Now, I get upset when professional authors use since to mean because, while to mean although, and the reason why instead of the reason that. I am fully aware that I swap since for because and while for although all the time in casual conversation. But I wouldn't do it in a publication. APA style strictly forbids stuff like this. So I guess it's not really surprising that I would be upset by crappy sentence construction in a professional book.

I should provide operational definitions of crappy and non-crappy sentences.

This is a crappy sentence:
Yesterday Jenny ate, slept, and played with her dog.

because as written it means this:
Yesterday Jenny ate with her dog, slept with her dog, and played with her dog.

These are not crappy sentences:
1. Yesterday Jenny ate ice cream with her brother, slept on the couch with her girlfriend, and played with her dog.
2. Yesterday Jenny played with her dog, ate, and slept.

Sometimes sentences appear quite nice at first, but upon inspection they reveal their crappiness:
Gillian has written blog entries on grammar, bureaucracy, and her disappearing butt.

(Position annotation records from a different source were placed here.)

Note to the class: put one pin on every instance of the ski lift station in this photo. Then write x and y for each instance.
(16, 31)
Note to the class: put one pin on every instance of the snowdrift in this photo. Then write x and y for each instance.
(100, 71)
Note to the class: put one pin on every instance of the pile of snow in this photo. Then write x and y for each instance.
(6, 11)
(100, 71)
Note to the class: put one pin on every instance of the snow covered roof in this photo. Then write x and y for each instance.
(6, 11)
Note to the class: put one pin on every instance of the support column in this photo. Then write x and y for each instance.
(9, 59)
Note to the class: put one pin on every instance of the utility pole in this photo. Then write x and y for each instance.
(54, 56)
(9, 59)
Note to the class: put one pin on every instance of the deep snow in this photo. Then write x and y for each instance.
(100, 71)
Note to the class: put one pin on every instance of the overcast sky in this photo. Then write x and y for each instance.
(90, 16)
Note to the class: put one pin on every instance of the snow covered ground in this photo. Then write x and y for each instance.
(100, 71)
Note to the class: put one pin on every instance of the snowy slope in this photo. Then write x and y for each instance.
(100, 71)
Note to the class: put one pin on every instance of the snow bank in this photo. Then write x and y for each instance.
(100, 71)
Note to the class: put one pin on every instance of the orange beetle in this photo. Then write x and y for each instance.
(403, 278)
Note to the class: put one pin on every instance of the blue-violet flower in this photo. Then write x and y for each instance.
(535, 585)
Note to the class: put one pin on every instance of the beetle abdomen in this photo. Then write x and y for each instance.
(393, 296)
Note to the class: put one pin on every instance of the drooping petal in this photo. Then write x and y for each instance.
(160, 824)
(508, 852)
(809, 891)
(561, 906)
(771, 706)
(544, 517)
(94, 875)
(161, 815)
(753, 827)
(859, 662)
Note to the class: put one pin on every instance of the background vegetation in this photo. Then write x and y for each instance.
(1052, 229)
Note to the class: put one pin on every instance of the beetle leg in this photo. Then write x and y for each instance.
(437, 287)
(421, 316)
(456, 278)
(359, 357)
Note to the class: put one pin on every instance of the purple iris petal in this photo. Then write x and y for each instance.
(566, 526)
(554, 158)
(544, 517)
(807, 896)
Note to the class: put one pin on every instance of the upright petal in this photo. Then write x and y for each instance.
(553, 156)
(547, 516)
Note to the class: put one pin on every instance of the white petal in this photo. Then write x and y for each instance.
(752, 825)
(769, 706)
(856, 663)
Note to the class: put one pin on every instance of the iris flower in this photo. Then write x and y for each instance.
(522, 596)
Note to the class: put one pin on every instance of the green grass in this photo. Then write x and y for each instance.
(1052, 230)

My butt's not the Internet, honey. For one thing, the Internet is getting bigger every day. I do, however, write about grammar, bureaucracy, and my disappearing butt, though thankfully not all in the same entry.


I leave you with two final thoughts:

1) The sentence that inspired this entry goes like this:
I have published around cervical cancer prevention, heterosex, the vagina, and heterosexism.

I have small handwriting, but damn!!!!

2) My aforementioned grandmother is a retired editor. She says it's genetic.